Wednesday, November 29, 2023
Mindy Duffourc (Maastricht University), Sara Gerke (Pennsylvania State University), Decoding US Tort Liability in Healthcare’s Black-Box Era: Lessons From the EU, 27 Stan. Tech. L. Rev. (forthcoming 2023):
The rapid development of sophisticated artificial intelligence (AI) tools in healthcare presents new possibilities for improving medical treatment and general health. Currently, such AI tools can perform a wide range of health-related tasks, from specialized autonomous systems that diagnose diabetic retinopathy to general-use generative models like ChatGPT that answer users’ health-related questions. On the other hand, significant liability concerns arise as medical professionals and consumers increasingly turn to AI for health information. This is particularly true for black-box AI because while potentially enhancing the AI’s capability and accuracy, these systems also operate without transparency, making it difficult or even impossible to understand how they arrive at a particular result.
The current liability framework is not fully equipped to address the unique challenges posed by black-box AI’s lack of transparency, leaving patients, consumers, healthcare providers, AI manufacturers, and policymakers unsure about who will be responsible for AI-caused medical injuries. Of course, the United States (US) is not the only jurisdiction faced with a liability framework that is out-of-tune with the current realities of black-box AI technology in the health domain. The European Union (EU) has also been grappling with the challenges that black-box AI poses to traditional liability frameworks and recently proposed new liability Directives to overcome some of these challenges.

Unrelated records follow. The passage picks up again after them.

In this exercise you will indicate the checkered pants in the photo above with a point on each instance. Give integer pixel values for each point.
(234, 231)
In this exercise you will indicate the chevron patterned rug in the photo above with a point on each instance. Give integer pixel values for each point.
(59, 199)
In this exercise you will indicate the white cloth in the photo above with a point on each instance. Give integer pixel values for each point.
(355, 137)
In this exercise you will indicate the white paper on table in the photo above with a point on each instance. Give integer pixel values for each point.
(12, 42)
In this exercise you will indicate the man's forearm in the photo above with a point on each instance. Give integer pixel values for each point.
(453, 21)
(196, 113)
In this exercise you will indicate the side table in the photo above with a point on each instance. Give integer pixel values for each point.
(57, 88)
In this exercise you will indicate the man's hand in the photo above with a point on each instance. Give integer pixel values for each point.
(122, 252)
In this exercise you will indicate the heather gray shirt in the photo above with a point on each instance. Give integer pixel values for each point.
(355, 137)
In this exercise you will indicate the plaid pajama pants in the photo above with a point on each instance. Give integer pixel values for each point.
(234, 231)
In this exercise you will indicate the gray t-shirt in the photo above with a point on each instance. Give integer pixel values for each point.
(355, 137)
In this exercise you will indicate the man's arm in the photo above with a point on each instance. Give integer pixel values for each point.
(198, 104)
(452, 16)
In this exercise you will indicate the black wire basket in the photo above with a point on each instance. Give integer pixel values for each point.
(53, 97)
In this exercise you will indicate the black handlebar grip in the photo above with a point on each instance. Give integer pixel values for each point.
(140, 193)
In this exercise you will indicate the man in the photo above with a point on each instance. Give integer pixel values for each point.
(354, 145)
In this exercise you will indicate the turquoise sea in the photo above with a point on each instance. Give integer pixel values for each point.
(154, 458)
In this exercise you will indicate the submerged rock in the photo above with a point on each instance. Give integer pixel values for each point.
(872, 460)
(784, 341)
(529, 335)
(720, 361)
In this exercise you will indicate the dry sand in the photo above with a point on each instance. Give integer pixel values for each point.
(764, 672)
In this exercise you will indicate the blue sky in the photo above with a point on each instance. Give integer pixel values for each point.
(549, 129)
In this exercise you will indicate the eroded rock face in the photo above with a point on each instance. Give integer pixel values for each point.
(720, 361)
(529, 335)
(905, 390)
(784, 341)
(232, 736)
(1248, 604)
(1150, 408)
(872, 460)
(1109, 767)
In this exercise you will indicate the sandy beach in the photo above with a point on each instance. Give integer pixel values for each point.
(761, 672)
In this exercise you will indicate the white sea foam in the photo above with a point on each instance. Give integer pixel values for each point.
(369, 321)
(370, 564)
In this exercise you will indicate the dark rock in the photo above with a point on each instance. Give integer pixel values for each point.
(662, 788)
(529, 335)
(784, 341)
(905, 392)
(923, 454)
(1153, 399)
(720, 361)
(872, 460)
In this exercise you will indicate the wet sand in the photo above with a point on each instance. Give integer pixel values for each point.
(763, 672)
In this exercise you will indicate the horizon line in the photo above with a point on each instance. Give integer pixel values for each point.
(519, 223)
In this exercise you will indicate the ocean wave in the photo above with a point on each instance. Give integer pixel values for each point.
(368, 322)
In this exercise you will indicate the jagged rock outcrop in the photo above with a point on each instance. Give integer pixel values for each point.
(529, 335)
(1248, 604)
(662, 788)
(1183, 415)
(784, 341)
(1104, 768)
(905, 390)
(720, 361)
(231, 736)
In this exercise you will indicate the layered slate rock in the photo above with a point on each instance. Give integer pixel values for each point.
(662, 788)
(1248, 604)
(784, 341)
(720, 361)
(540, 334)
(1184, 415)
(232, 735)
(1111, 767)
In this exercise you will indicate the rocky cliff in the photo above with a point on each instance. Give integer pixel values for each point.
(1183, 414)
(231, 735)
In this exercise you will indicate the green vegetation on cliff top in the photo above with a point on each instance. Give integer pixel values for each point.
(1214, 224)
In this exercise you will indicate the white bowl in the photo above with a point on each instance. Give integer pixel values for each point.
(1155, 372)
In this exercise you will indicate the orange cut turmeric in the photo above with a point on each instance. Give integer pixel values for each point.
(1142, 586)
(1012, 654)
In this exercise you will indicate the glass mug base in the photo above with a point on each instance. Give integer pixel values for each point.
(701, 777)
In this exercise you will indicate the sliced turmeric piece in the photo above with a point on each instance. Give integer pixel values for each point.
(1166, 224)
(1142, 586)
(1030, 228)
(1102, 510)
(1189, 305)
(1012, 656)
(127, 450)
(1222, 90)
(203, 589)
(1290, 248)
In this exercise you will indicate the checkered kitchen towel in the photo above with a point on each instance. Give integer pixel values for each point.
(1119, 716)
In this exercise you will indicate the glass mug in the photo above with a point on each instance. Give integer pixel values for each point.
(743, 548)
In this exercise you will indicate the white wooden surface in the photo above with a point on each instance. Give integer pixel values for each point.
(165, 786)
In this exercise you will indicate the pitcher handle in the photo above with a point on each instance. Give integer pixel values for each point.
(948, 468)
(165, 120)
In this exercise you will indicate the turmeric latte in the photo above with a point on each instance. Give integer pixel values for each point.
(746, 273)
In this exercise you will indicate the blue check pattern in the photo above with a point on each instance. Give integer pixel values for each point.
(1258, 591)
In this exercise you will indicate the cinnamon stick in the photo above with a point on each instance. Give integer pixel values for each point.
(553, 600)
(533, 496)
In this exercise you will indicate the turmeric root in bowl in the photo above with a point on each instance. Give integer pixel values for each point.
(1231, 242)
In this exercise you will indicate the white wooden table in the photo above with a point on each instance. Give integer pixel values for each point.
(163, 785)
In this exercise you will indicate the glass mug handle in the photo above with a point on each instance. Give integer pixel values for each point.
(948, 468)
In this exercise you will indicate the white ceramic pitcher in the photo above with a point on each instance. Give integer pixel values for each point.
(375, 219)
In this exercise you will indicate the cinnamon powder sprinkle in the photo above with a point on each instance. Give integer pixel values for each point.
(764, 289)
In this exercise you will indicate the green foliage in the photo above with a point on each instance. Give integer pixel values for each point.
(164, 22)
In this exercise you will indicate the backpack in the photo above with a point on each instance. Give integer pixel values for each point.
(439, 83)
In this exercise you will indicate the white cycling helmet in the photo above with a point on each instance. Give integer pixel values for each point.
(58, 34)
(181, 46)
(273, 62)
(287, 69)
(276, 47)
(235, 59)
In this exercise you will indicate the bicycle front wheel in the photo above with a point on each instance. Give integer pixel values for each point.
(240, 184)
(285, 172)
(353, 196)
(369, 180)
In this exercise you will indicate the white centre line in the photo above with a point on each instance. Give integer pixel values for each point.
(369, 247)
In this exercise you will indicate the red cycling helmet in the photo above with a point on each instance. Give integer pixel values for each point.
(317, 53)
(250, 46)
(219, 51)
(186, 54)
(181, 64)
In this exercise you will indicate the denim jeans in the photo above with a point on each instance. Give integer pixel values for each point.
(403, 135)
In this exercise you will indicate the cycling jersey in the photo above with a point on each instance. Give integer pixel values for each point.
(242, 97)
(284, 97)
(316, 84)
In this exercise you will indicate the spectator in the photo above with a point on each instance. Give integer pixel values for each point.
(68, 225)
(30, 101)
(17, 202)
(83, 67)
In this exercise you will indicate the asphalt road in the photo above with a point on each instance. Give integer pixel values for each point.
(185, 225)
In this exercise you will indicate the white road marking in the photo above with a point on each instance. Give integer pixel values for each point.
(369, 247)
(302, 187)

As the first article to analyze the liability frameworks governing medical injuries caused by black-box AI in both the US and EU, we demystify the structure and relevance of foreign law in this area to provide practical guidance to courts, litigators, and other stakeholders seeking to understand the application and limitations of current and newly proposed liability law in this domain. We reveal that remarkably similar principles will operate to govern liability for medical injuries caused by black-box AI and that, as a result, both jurisdictions face similar liability challenges. These similarities offer an opportunity for the US to learn from the EU’s newly developed approach to governing liability for AI-caused injuries. In particular, we identify four valuable lessons from the EU’s approach: (1) a broad approach to AI liability fails to provide solutions to some challenges posed by black-box AI in healthcare; (2) traditional concepts of human fault pose significant challenges in cases involving black-box AI; (3) product liability frameworks must consider the unique features of black-box AI; and (4) evidentiary rules should address the difficulties that claimants will face in cases involving medical injuries caused by black-box AI.